I have several Type functions that should probably be static or hell, just non-members. But I'm powering ahead now until exceptions. When I have Itanium ABI exceptions, I'll take a break from new features and clean up/test everything. At least, that's what I promise myself so I can sleep at night. As long as my existing test base passes, it's More Feature Time until I have exceptions.

Saturday 7 June 2014

Vtable layout- thanks Itanium ABI

Came across a slight fun factor today- namely, that derived classes don't get their own vtable, but they often need one.

In Wide's current vtable layout model, each class has a vtable listing all the dynamic functions it has, regardless of source, and then we add offset to top and RTTI pointer to that. For calling dynamic functions found in the base class, we convert to the base class pointer and look them up through the base class vtable.

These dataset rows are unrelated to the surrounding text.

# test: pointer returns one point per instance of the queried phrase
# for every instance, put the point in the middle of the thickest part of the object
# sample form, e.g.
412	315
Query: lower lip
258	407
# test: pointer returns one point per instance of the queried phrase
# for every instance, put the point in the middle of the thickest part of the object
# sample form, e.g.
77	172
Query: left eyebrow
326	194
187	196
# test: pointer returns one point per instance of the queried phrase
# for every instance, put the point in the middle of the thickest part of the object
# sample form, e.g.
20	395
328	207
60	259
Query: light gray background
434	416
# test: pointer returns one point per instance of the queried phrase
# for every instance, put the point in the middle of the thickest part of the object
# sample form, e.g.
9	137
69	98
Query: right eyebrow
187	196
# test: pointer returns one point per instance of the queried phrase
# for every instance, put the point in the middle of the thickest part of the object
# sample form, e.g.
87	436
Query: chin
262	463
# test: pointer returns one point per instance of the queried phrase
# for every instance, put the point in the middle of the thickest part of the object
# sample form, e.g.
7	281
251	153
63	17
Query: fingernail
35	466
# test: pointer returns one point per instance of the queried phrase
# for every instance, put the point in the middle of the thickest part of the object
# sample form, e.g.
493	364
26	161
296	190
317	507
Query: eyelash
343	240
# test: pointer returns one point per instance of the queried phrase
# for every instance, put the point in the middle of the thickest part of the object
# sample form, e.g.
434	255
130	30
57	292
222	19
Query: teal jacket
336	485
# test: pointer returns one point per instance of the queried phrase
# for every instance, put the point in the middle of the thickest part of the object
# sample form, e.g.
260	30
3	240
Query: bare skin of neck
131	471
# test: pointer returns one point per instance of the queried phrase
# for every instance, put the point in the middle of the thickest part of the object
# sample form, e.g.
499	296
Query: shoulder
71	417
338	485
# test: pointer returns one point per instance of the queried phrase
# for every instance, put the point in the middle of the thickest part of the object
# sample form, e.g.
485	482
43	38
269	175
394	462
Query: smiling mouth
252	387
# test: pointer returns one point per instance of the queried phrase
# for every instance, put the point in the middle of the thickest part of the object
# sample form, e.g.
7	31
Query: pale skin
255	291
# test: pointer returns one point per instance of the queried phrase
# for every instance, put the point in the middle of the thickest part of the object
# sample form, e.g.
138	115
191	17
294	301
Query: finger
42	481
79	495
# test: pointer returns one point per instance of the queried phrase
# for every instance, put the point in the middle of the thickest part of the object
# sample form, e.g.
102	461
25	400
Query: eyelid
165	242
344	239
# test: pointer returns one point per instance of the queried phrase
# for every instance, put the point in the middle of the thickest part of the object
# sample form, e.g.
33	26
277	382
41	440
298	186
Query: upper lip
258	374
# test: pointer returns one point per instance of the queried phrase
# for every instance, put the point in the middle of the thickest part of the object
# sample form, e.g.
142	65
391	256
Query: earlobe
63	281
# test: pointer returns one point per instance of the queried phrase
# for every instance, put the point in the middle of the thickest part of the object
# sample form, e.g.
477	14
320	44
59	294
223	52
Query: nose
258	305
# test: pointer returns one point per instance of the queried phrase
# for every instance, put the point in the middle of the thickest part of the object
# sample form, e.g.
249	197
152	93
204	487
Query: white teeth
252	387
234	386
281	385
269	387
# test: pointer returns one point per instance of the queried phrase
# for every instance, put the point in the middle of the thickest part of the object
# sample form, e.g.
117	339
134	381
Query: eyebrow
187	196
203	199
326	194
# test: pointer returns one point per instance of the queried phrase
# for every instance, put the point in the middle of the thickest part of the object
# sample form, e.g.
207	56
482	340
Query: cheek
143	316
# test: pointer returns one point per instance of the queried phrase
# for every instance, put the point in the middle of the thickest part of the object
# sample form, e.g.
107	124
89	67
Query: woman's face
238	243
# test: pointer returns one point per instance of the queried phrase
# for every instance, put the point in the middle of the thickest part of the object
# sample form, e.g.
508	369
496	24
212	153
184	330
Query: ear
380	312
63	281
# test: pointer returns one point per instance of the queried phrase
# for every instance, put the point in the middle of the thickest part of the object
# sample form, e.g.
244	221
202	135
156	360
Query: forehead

However, this leaves us a problem with the offset-to-top and RTTI pointers, namely that we have a derived class which needs updated offset-to-top and RTTI but has no vtable of it's own. So if I have something like

     type base { dynamic f() {} } // offset, rtti, f
     type base2 { dynamic g() {} } // offset, rtti, g
     type base3 { dynamic h() {} } // offset, rtti, h
     type derived : base2, base {} // no vtable
     type more_derived : base3, derived {} // no vtable


It's pretty clear here that when derived and more_derived are constructed, they need to set new offset and RTTI pointers in their base classes, which currently they do. The problem comes when implementing RTTI and dynamic_cast for derived itself, as it doesn't have a vtable carrying the necessary data. For RTTI I can probably poll for any vtable, as they should all have the same RTTI entry. offset-to-top is more problematic because every base has a different value, and that value would need to be adjusted depending on where you got it from to account for the derived class's other bases.

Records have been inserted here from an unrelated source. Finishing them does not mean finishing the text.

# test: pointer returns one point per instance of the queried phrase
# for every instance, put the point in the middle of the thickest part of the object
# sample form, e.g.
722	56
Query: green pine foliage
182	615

In addition, I could consider adding vtable slots for inherited virtual functions. There is an argument that in some circumstances these could be more efficient.

But if I move to Itanium ABI then that whole primary-base thing will take care of this, so I think that today I will simply do that.

Friday 6 June 2014

Standard library smoke tests

Had an interesting experience today. I wanted to show off my typeid() support, so I put a test up to Coliru. Instead of returning true I output it with cout. Imagine my surprise when this failed. printf() is one thing as it's variadic and I don't explicitly support that just yet. But there's no reason why a simple std.cout << true should fail.

This is down to lack of something that robot termed "smoke tests". With the new typeid() support comes a new testing constraint- the test environment must have a working copy of the stdlib, including headers. Previously I didn't need the headers, only the symbols, which on Linux I acquired from my own process (srsly) and on Windows I loaded MinGW's libstdc++. This is why I didn't have any tests interacting with the C++ or C Standard libraries.

But now that I require that the headers are available anyway, then I may as well introduce tests that check that Wide can successfully interoperate with the C and C++ Standard libraries. For example I well recall having an unusual problem getting malloc() to function.

What I'm not sure about is how to construct this driver. For example, if I wanted to check that std.cout << true executes correctly, I'd .. what, redirect the process stdin/stdout and check their contents? Smoketesting other stdlib features seems simpler. Then there's tests for warnings which I still haven't constructed yet.

Thursday 5 June 2014

Had a funsie with vtables. In the previous implementation, vtables were only initialized if the more derived type had a virtual pointer. This was always the case when needed before because if you had any virtual functions you had a virtual pointer. Of course, with RTTI and offset-to-top implemented, you need to override the base vtable even if you don't change the functions that are called.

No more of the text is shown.